Vu la procédure suivante :

Procédure contentieuse antérieure :

L'entreprise unipersonnelle à responsabilité limitée (EURL) MSB a demandé au tribunal administratif de Lille de prononcer la décharge de la cotisation supplémentaire d'impôt sur les sociétés à laquelle elle a été assujettie au titre de l'exercice clos en 2011 ainsi que des pénalités correspondantes, à hauteur de la somme totale de 75 350 euros, mise en recouvrement le 14 novembre 2013 et de mettre à la charge de l'Etat une somme de 2 000 euros au titre de l'article L. 761-1 du code de justice administrative.

Par un jugement n° 1404737 du 24 mars 2017 le tribunal administratif de Lille a déchargé l'EURL MSB de la cotisation supplémentaire d'impôt sur les sociétés à laquelle elle a été assujettie au titre de l'exercice clos en 2011, ainsi que des pénalités correspondantes et mis à la charge de l'Etat une somme de 1 200 euros à verser à l'EURL MSB au titre de l'article L. 761-1 du code de justice administrative.

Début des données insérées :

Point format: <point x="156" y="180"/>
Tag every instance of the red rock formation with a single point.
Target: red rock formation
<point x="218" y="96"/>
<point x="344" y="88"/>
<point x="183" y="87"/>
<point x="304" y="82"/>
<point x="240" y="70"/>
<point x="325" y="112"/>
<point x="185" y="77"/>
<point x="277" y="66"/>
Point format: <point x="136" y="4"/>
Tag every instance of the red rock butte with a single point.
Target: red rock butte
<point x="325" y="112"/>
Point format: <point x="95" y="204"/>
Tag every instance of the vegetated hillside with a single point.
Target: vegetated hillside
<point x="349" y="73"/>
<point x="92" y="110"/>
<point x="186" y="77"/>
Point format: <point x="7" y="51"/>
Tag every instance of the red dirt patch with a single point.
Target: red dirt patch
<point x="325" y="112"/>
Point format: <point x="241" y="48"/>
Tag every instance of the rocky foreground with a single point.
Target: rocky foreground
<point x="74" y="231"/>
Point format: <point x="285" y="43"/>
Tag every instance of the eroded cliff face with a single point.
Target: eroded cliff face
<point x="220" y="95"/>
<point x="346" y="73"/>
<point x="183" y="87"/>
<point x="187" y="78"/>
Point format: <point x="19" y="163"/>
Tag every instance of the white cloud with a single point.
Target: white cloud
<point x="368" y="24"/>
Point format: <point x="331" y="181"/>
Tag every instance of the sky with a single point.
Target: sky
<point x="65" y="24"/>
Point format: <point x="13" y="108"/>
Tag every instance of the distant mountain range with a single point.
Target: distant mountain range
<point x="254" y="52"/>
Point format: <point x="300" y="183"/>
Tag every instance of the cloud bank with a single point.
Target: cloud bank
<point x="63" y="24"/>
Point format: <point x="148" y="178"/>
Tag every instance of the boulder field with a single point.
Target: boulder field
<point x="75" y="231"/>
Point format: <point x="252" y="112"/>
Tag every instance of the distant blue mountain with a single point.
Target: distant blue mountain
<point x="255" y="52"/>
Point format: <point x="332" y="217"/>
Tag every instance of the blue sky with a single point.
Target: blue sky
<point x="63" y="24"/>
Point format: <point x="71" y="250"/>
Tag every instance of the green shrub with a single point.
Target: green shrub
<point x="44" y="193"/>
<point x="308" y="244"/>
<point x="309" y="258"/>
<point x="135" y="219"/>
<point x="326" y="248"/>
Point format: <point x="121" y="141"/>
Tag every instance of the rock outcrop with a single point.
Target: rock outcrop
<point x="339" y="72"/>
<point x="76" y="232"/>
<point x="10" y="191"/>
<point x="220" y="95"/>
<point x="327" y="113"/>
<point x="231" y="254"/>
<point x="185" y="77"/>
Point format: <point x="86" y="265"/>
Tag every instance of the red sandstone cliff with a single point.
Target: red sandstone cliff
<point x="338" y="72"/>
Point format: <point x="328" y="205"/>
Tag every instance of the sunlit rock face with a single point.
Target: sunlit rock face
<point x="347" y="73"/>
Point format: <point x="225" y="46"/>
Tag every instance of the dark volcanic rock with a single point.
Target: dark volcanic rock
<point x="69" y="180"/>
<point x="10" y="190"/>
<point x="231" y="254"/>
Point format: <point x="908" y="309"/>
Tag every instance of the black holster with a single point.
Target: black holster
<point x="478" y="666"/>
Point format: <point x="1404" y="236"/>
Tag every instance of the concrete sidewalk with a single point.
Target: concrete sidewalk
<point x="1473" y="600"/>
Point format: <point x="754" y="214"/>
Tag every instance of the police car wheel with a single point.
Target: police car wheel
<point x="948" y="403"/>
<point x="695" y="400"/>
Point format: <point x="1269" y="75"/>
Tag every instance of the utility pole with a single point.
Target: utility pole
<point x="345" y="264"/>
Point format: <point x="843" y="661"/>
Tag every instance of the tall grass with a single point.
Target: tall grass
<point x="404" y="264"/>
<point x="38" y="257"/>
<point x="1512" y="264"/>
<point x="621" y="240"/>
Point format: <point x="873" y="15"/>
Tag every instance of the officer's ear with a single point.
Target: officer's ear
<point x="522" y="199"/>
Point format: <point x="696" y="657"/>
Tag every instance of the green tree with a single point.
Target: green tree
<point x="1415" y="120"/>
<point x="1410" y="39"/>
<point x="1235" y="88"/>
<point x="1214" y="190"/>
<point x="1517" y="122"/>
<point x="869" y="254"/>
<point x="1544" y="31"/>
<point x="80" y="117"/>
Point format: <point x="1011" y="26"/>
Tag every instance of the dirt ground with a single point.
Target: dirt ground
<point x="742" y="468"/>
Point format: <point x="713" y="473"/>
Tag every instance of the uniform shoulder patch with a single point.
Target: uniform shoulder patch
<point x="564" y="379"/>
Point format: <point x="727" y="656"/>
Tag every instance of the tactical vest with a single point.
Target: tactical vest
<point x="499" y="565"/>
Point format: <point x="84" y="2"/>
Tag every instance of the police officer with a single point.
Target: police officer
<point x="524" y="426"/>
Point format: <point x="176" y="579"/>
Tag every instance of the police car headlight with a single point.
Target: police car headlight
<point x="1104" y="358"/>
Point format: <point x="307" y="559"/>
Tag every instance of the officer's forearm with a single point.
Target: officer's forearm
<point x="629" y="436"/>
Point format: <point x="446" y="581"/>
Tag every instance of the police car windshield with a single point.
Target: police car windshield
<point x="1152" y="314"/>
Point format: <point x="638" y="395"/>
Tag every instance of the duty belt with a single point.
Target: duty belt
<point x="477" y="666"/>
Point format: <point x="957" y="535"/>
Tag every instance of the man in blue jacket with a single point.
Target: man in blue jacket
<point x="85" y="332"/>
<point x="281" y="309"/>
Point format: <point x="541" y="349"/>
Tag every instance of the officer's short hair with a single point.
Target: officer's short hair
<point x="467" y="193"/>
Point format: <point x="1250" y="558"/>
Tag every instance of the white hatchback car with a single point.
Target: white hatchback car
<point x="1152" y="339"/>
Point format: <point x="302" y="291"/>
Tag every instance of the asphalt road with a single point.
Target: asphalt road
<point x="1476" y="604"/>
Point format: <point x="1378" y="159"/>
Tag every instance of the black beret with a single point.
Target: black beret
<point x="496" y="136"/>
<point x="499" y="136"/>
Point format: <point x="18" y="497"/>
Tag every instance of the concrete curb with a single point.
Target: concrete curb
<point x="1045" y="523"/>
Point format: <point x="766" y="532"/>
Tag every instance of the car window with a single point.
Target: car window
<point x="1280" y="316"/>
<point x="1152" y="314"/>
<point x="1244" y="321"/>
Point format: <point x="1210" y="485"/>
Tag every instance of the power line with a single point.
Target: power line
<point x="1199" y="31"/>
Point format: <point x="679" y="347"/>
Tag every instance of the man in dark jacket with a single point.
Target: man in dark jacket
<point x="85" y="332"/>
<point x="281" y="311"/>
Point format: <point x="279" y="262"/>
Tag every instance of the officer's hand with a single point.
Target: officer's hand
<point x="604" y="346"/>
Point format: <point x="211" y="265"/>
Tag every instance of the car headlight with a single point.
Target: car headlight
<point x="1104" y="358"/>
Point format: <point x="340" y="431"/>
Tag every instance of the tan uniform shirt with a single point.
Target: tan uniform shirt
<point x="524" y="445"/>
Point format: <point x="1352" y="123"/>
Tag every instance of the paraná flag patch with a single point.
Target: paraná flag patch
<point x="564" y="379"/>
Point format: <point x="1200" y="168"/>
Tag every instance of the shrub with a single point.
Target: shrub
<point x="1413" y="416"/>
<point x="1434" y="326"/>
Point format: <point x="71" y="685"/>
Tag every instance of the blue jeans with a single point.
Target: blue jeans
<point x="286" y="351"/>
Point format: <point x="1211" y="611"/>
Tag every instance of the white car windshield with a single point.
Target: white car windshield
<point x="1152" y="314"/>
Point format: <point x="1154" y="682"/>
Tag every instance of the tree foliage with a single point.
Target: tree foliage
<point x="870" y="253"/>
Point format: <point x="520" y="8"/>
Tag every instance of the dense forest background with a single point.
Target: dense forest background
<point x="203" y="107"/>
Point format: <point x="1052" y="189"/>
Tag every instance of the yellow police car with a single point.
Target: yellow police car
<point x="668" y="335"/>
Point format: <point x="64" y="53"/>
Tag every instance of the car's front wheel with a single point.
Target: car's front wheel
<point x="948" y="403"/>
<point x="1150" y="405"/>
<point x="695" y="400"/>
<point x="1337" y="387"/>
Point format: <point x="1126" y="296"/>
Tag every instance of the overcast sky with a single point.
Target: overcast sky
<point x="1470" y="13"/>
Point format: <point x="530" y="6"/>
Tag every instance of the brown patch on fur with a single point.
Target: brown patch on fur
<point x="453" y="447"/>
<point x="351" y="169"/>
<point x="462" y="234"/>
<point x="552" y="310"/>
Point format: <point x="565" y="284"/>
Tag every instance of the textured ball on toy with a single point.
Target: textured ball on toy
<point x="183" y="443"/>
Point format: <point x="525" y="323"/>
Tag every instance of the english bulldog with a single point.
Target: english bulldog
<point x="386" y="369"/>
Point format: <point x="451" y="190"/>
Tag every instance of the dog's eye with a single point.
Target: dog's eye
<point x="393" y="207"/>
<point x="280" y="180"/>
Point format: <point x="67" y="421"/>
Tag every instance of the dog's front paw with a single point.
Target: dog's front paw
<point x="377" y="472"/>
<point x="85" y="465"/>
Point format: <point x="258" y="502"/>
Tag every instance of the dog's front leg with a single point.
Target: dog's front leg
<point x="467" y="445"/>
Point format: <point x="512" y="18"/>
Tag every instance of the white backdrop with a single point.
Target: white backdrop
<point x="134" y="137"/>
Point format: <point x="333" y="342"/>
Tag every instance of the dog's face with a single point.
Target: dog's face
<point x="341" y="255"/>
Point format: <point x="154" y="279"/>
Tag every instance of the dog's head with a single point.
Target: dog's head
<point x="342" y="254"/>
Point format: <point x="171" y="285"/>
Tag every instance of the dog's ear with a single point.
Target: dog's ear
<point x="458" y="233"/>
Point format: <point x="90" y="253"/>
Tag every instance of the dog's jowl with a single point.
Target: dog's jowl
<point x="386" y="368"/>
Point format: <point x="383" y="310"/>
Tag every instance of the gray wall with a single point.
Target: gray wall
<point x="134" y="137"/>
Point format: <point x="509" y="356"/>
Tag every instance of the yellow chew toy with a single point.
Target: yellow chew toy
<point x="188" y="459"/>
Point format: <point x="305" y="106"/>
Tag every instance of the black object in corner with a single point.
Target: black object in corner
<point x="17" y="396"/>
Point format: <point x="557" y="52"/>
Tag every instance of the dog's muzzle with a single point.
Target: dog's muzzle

Par arrêt de la cour du 7 décembre 2017 il a été décidé qu'il sera sursis à l'exécution de ce jugement jusqu'à ce qu'il ait été statué sur l'appel du ministre des finances et des comptes publics.

Procédure devant la cour :

Par une requête et un mémoire enregistrés le 28 avril et le 2 novembre 2017, le ministre de l'action et des comptes publics demande à la cour :

1°) d'annuler ce jugement ;

2°) de remettre à la charge de l'entreprise unipersonnelle à responsabilité limitée (EURL) MSB la cotisation supplémentaire d'impôt sur les sociétés à laquelle elle a été assujettie au titre de l'exercice clos en 2011 ainsi que les pénalités correspondantes ;

3°) d'ordonner le remboursement à l'Etat par la société MSB de la somme de 1200 euros que l'Etat a été condamné à verser au titre de l'article L. 761-1 du code de justice administrative.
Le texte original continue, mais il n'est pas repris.